RSS  YouTube  Flickr

BDNews24: Updates coming to child-feeding lessons: experts

December 17, 2011

Steps have been taken to upgrade medical and nursing curriculum with lessons of proper child feeding practices in Bangladesh where 43 percent of children under five are underweight and 17 percent are too thin for their age.

Experts say exclusive breastfeeding for the first six months and homemade food along with breastfeeding from seventh month to two years are the key strategies to combat malnutrition. The malnutrition-associated illnesses account for 60 percent childhood deaths, they say.

"But there is a gap between knowledge and practice among healthcare providers," said Prof Sameena Chowdhury, a member of Obstetrics and Gynecology Society of Bangladesh, which works on the updating process.

In a national workshop in the capital on Saturday, the academicians and medical practitioners identified the gaps in the medical and nursing curricula.

"It is scanty and scattered," Prof Chowdhury told bdnews24.com. "There are gaps in detailed counseling on maternal nutrition, breastfeeding, positioning and attachments, birth planning, sensitization of complementary feeding in the curriculum."

"Only because of not proper positioning and attachment to the breast, many mothers cannot ensure breastfeeding to their children," she said.

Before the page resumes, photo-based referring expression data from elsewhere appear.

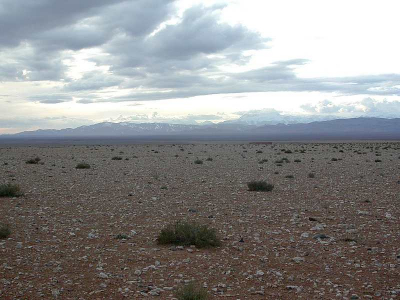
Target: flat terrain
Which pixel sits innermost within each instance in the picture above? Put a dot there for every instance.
(334, 236)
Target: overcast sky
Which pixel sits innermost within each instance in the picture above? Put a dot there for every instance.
(70, 63)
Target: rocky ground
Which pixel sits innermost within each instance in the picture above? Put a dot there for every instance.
(334, 236)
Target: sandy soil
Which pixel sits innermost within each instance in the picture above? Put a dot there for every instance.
(63, 243)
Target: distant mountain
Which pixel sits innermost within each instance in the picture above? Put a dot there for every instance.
(356, 128)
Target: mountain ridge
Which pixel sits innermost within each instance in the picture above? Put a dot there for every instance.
(362, 127)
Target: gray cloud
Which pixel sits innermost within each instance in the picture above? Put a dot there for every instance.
(51, 99)
(45, 122)
(93, 81)
(149, 55)
(367, 107)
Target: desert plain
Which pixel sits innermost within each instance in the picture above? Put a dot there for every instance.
(330, 228)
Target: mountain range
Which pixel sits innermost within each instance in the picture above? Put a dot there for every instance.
(355, 128)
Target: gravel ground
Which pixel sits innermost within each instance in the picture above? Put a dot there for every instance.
(334, 236)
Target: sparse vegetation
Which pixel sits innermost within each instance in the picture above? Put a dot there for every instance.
(82, 166)
(4, 231)
(186, 234)
(10, 190)
(122, 237)
(191, 291)
(33, 161)
(261, 186)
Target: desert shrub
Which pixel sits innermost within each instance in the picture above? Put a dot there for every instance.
(122, 237)
(262, 186)
(10, 190)
(282, 160)
(82, 166)
(4, 231)
(191, 291)
(33, 161)
(185, 234)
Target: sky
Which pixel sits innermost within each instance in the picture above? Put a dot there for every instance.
(72, 63)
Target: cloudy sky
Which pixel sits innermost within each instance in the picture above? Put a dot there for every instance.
(71, 63)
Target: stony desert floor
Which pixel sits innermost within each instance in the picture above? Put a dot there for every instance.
(334, 236)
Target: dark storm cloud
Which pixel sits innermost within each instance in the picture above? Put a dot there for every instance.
(147, 47)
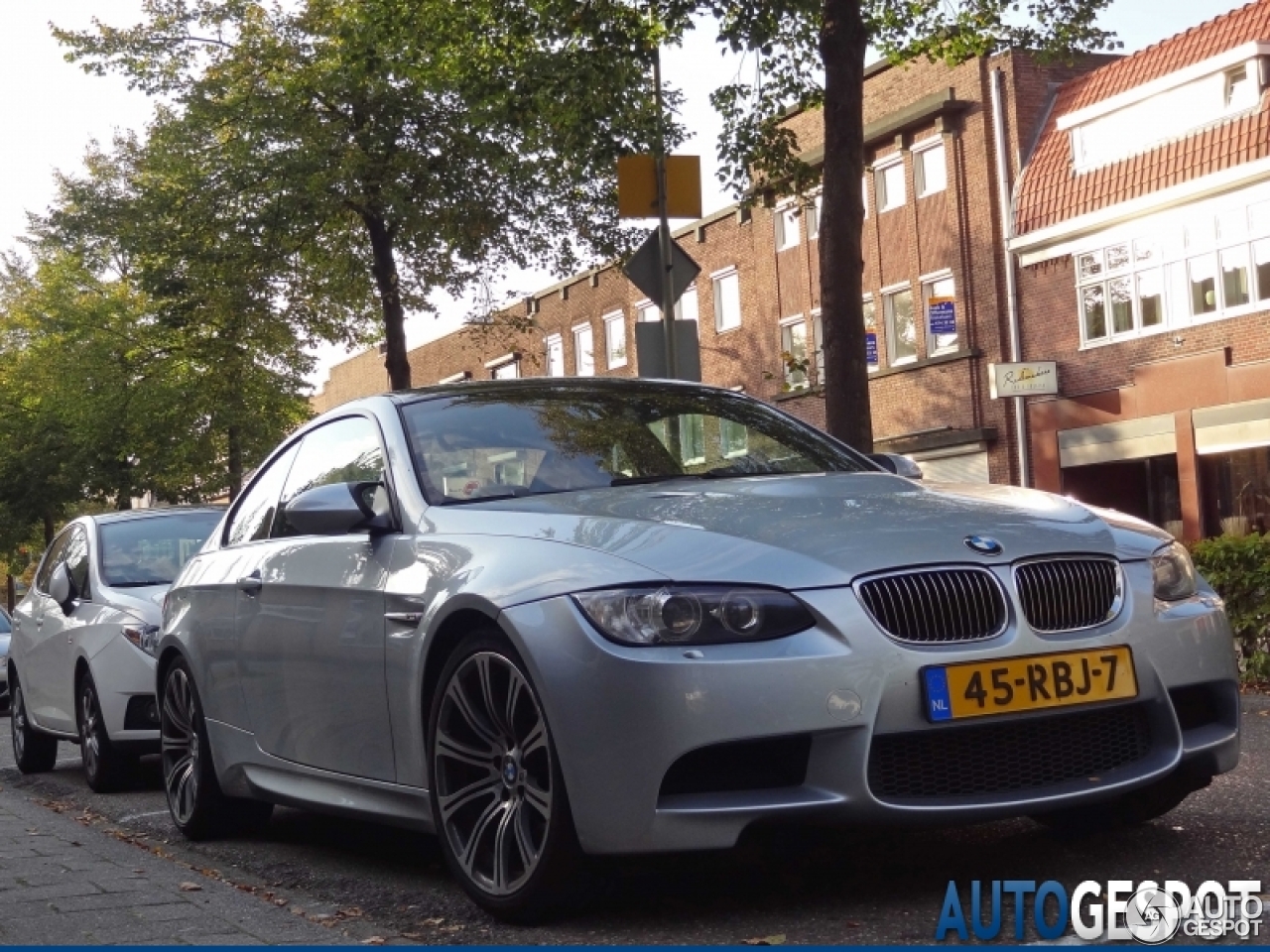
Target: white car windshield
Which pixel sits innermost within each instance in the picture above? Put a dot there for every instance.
(554, 438)
(151, 549)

"We will incorporate it in the curriculum as soon as possible and at the same time will hold training programmes in the medical colleges so that teachers teach their students."

Nutritionists recommend homemade food twice a day in half of a 250 ml bowl each time for the babies of seven to eight months.

It is thrice a day with same amount for babies of nine to eleven months, and in full bowl (250ml) each time thrice a day for the 12 to 23 months.

The latest Bangladesh Health and Demographic Survey findings show only 16 percent start the practice between six and eight months while 43 percent starts before six months.

Some 58 percent start homemade food after one and a half year, according to the same study.

"Starting homemade food before six months is early while it is very late if someone starts after one year," said Prof Fatema Parveen Chowdhury, director, Institute of Public Health and Nutrition.

"Our focus is to start on time," she told bdnews24.com and that early initiation would cause indigestion as the babies' intestines are not prepared to digest. "If delayed, it also does not meet up nutrition requirements for growth," she said.

Dr. Jabunnessa Rahman, program specialist for Alive & Thrive, which is providing financial and technical support of the one-and-a-half-year project, said medical college teachers would be trained up so that they could teach those issues in classrooms.

"We will see whether they practice," she told bdnews24.com.